A Dutch merchant vessel of 1664. The Stem, part 1/9.

May 28, 2017 | Author: Jaap Luiting | Category: 17th Century Dutch Republic, Dutch East India Company, Dutch shipbuilding, Nicolaes Witsen (1641-1717), Cornelis van Yk
Report this link


Description

The Stem

General. After the description of the keel in chapter 12 Cornelis continues with the stem:

“De Voorsteven, of zo andere willen de Voorstyven, om dat ‘t Schip daar door sijn stijv, of sterkheid bekomt, een vande voornaamste Scheeps-deelen, geplaatst, ten deele staande, ten deele voor overhangende, voor in ‘t midde van ‘t Schip, en is gelijk als een Schild, welke alle harde ontmoetinge moet afkeeren. De Einde van Schips Huid, of planken worden in deselve vergaderd, en vast gemaakt. Is onder aan ‘t Einde vande Kiel gelast, en aldaar na Schips Grootheid, met verscheide ysere Bouten t’ samen geklonken”. (p. 56, l. 12)

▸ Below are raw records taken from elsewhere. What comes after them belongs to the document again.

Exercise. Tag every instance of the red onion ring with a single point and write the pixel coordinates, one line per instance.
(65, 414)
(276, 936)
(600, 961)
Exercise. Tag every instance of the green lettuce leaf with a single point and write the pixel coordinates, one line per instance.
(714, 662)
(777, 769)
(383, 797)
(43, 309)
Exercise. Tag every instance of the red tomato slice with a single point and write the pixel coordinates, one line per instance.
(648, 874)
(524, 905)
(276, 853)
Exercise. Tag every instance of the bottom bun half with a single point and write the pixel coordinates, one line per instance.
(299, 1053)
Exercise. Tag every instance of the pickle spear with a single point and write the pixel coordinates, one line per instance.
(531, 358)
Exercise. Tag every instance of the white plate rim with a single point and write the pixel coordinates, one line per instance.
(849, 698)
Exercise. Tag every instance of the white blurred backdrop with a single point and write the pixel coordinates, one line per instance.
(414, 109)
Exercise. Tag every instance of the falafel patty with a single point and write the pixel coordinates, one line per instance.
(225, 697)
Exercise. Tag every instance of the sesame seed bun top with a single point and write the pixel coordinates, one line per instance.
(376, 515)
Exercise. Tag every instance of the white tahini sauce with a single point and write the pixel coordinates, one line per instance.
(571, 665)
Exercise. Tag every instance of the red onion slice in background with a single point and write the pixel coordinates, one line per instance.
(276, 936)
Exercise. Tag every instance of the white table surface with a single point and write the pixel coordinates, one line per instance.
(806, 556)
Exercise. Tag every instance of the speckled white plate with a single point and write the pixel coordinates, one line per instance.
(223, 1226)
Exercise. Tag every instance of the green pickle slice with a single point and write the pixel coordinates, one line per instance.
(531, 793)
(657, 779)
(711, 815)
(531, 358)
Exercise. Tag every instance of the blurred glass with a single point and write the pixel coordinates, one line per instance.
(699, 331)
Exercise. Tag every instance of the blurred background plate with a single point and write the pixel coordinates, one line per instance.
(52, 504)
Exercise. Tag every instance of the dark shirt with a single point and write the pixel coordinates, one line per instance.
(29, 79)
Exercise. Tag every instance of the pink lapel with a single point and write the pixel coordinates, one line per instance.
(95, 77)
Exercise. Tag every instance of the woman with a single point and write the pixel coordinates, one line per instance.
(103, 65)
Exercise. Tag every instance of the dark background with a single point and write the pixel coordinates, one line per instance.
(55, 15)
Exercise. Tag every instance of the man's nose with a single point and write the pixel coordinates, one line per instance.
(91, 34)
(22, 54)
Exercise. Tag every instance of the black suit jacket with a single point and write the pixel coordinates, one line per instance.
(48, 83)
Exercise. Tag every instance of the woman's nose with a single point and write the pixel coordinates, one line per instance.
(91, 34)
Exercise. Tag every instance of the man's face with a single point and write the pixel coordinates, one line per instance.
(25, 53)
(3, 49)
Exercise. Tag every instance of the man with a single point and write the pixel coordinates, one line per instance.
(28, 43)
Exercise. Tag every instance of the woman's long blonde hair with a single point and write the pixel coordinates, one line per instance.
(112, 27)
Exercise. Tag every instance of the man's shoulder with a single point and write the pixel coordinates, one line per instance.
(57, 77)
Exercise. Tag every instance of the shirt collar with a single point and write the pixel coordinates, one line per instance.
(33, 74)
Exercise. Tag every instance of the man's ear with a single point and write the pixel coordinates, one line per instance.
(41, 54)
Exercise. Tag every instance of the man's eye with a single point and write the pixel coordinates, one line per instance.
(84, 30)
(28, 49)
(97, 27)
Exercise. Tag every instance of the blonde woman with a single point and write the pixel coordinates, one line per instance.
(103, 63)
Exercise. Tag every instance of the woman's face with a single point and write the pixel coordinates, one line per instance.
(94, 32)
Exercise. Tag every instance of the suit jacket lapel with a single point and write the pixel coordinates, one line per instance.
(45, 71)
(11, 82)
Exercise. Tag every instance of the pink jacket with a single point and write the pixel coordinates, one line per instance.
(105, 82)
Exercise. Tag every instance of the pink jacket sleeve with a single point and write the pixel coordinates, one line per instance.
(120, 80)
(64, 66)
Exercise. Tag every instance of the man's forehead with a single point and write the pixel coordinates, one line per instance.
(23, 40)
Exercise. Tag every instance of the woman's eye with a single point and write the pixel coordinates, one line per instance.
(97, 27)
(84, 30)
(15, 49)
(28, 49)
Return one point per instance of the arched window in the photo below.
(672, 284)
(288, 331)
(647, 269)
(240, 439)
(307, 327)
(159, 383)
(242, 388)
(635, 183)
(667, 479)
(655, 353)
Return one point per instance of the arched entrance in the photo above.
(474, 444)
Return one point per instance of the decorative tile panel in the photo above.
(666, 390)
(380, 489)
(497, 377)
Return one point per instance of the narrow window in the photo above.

(The stem or ‘sturdy’ others would like to call it, because the ship obtains its stiffness or strength through this part, is one of the major elements of the ship, partly standing, partly hanging over, standing fore in the middle line of the ship, and is like a shield which should return every severe encounter. The ends of the planking of the hull are gathered in this part and mounted. It is joined at the lower end at the end of the keel and there, according to the size of the ship, mounted with several iron bolts.) Nicolaes gives a general description of the stem at two places in his book but, surprisingly enough, again, like with the keel, not at the pages where he discusses the shipbuilding in his time. The first place is in chapter 7 where he discusses shipbuilding in the Netherlands around 1520.

“De voorsteven schoot meest altijt uit, met een kringsche rontheit, en een derdendeel van de kiels lengte na vooren toe; zijnde de hoogte van het schips bovenste overloop. Uit het hooft van de kiel wierd een linie opgehaelt, tot de gegevene hooghte: het derde van kiels lengte, weinig min of meer; welkers toppunt voor het middelpunt dient, daer de steven werd uitgetrokken. Dees middelstip, doch, wierd een weinig hooger of laeger genomen, na gelegentheit van het gebouw; om dat zijn hooge of laege stant het stevens vallen bepaelt. Zwaere wijde schepen vereischen lange stevens; maer smalle schepen wierden met lange stevens zeer verswakt; naer het oordeel der Bouwmeesters van dien tijt. Het middel-punt evenwel, daer de steven uitgetrokken wierd, behield men altans in een recht opgaende linie, van wat gestalte de schepen ook mochten zijn. Een vaste regel was het, dat ’t uitschieten van de steven noit min mochte zijn, als vijf zesten van de hoogte tot d’ overloop, en noit meer als dees hoogte, en een zesten”. (p. 47, c. 2, l. 7, 1671)

(The stem almost always protrudes, with a circular roundness, and at one third of the keels length towards fore; being the height of the ships upper deck. From the head of the keel a line is taken, up to the given height: one third of the keels length, a bit more or less; which top is the center, from which the stem is derived. This center, will be taken a bit higher or lower, according to the size of the structure; because this determines the stems rake.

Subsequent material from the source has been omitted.